Arnold Schwarzenegger (R)
John Chiang (D)
SACRAMENTO, Calif. (Legal Newsline)-California state workers will receive their full pay at least this month because of when a hearing was scheduled to resolve a legal dispute between the state controller and the governor, who wants to cut state worker pay until a budget is approved.
The judge's move also affects attorneys in the California Department of Justice, who were set to receive no pay until a state budget is signed by Gov. Arnold Schwarzenegger.
In addition to doctors and engineers, lawyers in Attorney General Jerry Brown's office had been told they would receive no pay, while other state workers would be paid the federal minimum wage of $6.55 until a budget is signed.
Sacramento County Superior Court Judge Timothy Frawley on Wednesday set a hearing to consider the Schwarzenegger administration's lawsuit to force state Controller John Chiang to cut pay.
The hearing, set for Sept. 12, is too late to affect workers' August paychecks.
Chiang, who manages the state's payroll, has said he will not follow the Republican governor's executive order that cut pay for about 200,000 state workers until a budget is signed. Afterward, the workers would get back their full pay.
Those who would not be affected by the governor's plan would be the state's 120 legislators, 565 political appointees and 2,164 legislative staff.
By slashing 200,000 non-essential state workers' payroll, California would save up to about $1 billion a month, allowing the state to avert "a looming cash crisis," the governor's office has argued.

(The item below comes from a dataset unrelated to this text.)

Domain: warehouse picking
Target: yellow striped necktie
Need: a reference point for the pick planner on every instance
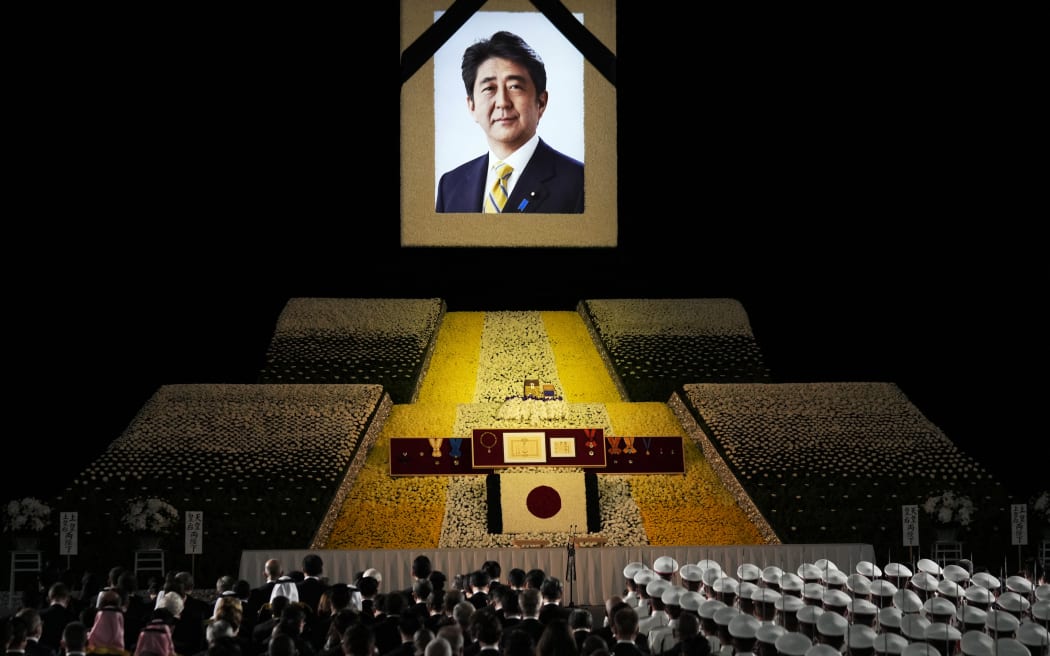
(497, 196)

The California constitution requires state lawmakers to approve a budget by June 15, in time for the start of the July 1 fiscal year. But typically, the spending proposal becomes marred in ideological differences between Democratic and Republican legislators.
This year, lawmakers are hung up over whether to close a $15.2 billion deficit primarily with spending cuts or tax increases.
The Democratic state controller has called the governor's pay-cut plan a political ploy to pressure lawmakers to pass a state spending plan.
"Forcing public servants to involuntarily loan the state cash by foregoing their hard-earned paychecks puts an untenable burden on our teachers, health care workers and those who provide critical public services. That is just wrong," Chiang said in an earlier statement.
The state controller has said he believes the state has enough cash to pay full salaries through the end of September without a budget agreement.